Rose Adelizzi ’19
Rose Adelizzi ’19

Toxic to Tadpoles

Rose  Adelizzi

Class of 2019 • Salisbury, Maryland
A Cater Fellow presents her research findings to the annual meeting of the Society of Environmental Toxicology and Chemistry.

 

When Rose Adelizzi ’19 sat down to explain her senior capstone project, her hands immediately started to fly just above the table in illustration of the shape of the small boxes used to conduct the experiments.

“We were looking at how multiple chemical contaminants act as stressors and can affect amphibian growth,” she explains.

Rose, a double major in biology and environmental science with a minor in chemistry, was about to leave for Sacramento to present her research findings on the effects, separately and in combination, of herbicides, pesticides, fertilizers, and salt on the southern leopard frog (Lithobates sphenocepala).
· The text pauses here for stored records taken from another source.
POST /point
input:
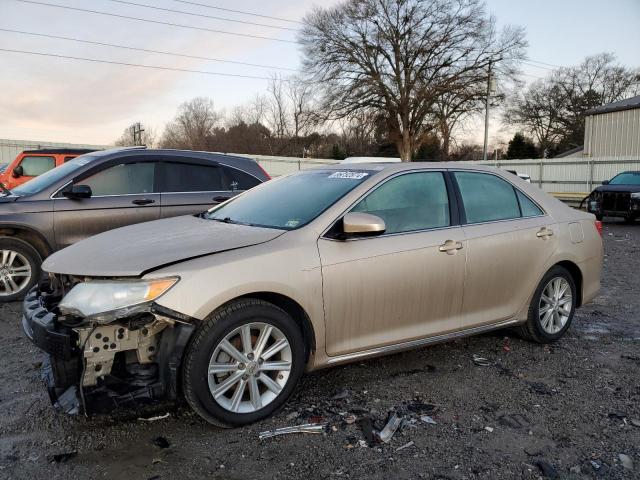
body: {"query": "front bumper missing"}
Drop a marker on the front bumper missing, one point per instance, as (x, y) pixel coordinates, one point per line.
(100, 368)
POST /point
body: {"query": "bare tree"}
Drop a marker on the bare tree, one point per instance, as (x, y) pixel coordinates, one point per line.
(398, 57)
(552, 110)
(193, 126)
(136, 134)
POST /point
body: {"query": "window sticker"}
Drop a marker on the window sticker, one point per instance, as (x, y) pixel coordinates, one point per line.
(349, 175)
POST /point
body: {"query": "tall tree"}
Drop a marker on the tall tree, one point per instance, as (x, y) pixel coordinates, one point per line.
(399, 57)
(193, 126)
(553, 109)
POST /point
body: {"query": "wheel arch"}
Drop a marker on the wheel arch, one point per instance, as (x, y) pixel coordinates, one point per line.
(294, 309)
(28, 235)
(576, 274)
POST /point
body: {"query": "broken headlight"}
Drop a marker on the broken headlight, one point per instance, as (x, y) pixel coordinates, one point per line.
(103, 301)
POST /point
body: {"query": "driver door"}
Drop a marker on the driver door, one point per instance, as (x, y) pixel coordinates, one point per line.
(401, 285)
(122, 194)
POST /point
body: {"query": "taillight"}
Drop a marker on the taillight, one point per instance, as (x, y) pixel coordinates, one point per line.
(599, 226)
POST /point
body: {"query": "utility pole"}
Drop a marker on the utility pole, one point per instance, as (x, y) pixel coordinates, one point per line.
(490, 88)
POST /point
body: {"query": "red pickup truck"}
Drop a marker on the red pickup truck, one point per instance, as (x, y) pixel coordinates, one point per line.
(31, 163)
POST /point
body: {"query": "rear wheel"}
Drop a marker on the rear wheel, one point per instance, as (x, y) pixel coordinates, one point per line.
(243, 363)
(19, 268)
(552, 307)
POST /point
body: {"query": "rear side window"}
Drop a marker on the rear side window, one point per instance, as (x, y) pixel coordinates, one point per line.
(487, 197)
(529, 209)
(409, 202)
(36, 165)
(123, 179)
(186, 177)
(239, 180)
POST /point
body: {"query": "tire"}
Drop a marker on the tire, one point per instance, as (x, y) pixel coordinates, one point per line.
(225, 327)
(536, 329)
(20, 268)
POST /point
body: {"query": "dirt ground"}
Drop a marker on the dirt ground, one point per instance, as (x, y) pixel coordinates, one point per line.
(569, 409)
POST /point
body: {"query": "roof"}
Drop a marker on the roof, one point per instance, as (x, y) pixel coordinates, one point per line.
(79, 151)
(571, 152)
(626, 104)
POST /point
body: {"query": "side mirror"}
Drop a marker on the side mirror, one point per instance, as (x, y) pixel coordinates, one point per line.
(357, 223)
(77, 192)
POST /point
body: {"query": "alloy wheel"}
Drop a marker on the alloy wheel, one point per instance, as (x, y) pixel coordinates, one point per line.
(555, 306)
(15, 272)
(249, 367)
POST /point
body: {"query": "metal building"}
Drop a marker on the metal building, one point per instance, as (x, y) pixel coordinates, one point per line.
(613, 130)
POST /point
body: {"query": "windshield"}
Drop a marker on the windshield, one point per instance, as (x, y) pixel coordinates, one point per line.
(51, 177)
(626, 178)
(292, 201)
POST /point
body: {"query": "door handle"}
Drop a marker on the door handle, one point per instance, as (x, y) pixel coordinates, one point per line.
(544, 233)
(450, 247)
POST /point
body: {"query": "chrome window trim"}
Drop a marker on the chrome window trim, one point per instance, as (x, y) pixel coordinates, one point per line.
(375, 187)
(544, 213)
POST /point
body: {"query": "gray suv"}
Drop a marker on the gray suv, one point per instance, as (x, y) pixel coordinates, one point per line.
(103, 190)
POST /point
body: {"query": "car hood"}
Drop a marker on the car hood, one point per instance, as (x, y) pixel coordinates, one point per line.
(137, 249)
(618, 188)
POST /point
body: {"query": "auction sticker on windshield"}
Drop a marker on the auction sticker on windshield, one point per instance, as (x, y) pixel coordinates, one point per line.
(349, 175)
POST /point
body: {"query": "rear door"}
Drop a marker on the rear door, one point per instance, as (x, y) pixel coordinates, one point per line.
(509, 239)
(123, 193)
(191, 186)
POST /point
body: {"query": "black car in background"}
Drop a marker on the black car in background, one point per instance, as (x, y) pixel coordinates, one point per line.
(618, 197)
(108, 189)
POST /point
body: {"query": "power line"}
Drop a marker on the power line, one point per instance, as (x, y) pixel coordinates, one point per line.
(157, 22)
(127, 64)
(237, 11)
(183, 12)
(147, 50)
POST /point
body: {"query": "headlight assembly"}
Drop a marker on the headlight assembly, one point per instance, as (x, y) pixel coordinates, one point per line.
(104, 301)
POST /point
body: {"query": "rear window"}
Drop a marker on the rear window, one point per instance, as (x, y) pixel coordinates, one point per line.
(35, 165)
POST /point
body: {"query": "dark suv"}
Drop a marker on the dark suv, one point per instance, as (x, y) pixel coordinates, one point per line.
(108, 189)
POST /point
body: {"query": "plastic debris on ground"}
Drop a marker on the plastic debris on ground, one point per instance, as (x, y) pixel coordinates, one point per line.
(481, 361)
(306, 428)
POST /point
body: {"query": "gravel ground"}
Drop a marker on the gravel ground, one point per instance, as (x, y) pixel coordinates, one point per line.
(571, 408)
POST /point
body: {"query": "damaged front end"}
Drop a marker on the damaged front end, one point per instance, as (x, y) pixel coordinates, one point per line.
(101, 360)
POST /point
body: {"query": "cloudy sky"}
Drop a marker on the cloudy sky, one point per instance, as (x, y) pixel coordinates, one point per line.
(54, 99)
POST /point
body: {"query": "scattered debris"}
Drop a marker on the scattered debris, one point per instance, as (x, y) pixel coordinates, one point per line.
(428, 419)
(62, 457)
(389, 429)
(548, 471)
(626, 461)
(406, 445)
(161, 442)
(154, 419)
(366, 426)
(617, 414)
(307, 428)
(481, 361)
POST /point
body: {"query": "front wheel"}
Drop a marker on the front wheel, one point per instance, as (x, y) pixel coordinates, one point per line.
(19, 268)
(552, 307)
(243, 363)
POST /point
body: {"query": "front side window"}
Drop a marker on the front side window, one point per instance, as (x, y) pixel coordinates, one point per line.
(186, 177)
(123, 179)
(486, 197)
(36, 165)
(409, 202)
(290, 202)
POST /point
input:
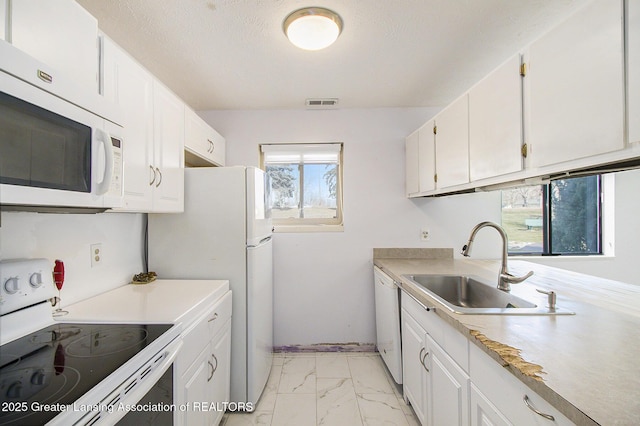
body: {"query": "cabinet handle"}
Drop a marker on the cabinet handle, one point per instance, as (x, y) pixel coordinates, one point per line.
(154, 175)
(212, 371)
(426, 354)
(216, 360)
(525, 398)
(422, 357)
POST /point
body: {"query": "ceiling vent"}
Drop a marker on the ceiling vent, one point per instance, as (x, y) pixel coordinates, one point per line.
(322, 103)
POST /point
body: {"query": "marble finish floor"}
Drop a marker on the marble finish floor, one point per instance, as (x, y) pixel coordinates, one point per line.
(331, 389)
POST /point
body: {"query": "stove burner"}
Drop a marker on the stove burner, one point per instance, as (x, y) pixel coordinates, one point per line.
(107, 341)
(29, 381)
(58, 334)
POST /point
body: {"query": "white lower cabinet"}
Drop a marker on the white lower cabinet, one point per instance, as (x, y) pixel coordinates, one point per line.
(203, 367)
(448, 381)
(413, 370)
(506, 394)
(448, 399)
(434, 384)
(482, 411)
The project started in the summer of 2017 when she was awarded a grant from the John S. Toll Science and Mathematics Fellows Program to conduct a 10-week research project under the mentorship of Robin van Meter, assistant professor of environmental science/studies and biology. She would be accompanied by van Meter and her classmate Julia Portmann ’19, co-authors on the presentation developed for the annual conference of the Society of Environmental Toxicology and Chemistry (SETAC).

 “It’s very relevant here on the Eastern Shore,” Rose notes. “We did a little field work in the beginning when we collected southern leopard frog egg masses from the College’s River and Field Campus. We brought them back to campus and hatched them, raised them in the greenhouse at Toll Science Center, and then subjected them to the chemical treatments.”

Tadpoles exposed, for example, to atrazine—a herbicide widely used on crops and turf—showed a faster metamorphosis into the next phase of growth and, as Rose says, “they were very stressed out, possibly indicating they were growing faster to try to get out of that situation.” That faster metamorphosis could negatively impact other characteristics, she says. “Maybe their immune systems were compromised or overall fitness or reproductive abilities were affected.”

Changes in tadpole growth were determined by surface area measurements taken from biweekly photographs analyzed with IMAGEJ software. As noted in their abstract, the combined chemical treatment of atrazine, salt, and nitrogen had a significant interactive effect of increasing stress levels prior to metamorphosis. By the end of larval development, tadpoles exposed to nitrogen had significantly larger surface area. As amphibians are exposed to multiple chemicals simultaneously in the environment, the Washington College researchers say, assessing the effects of a combination of contaminants is necessary to improve application strategies and ecosystem health.

Rose is now working as a research associate at University of Michigan.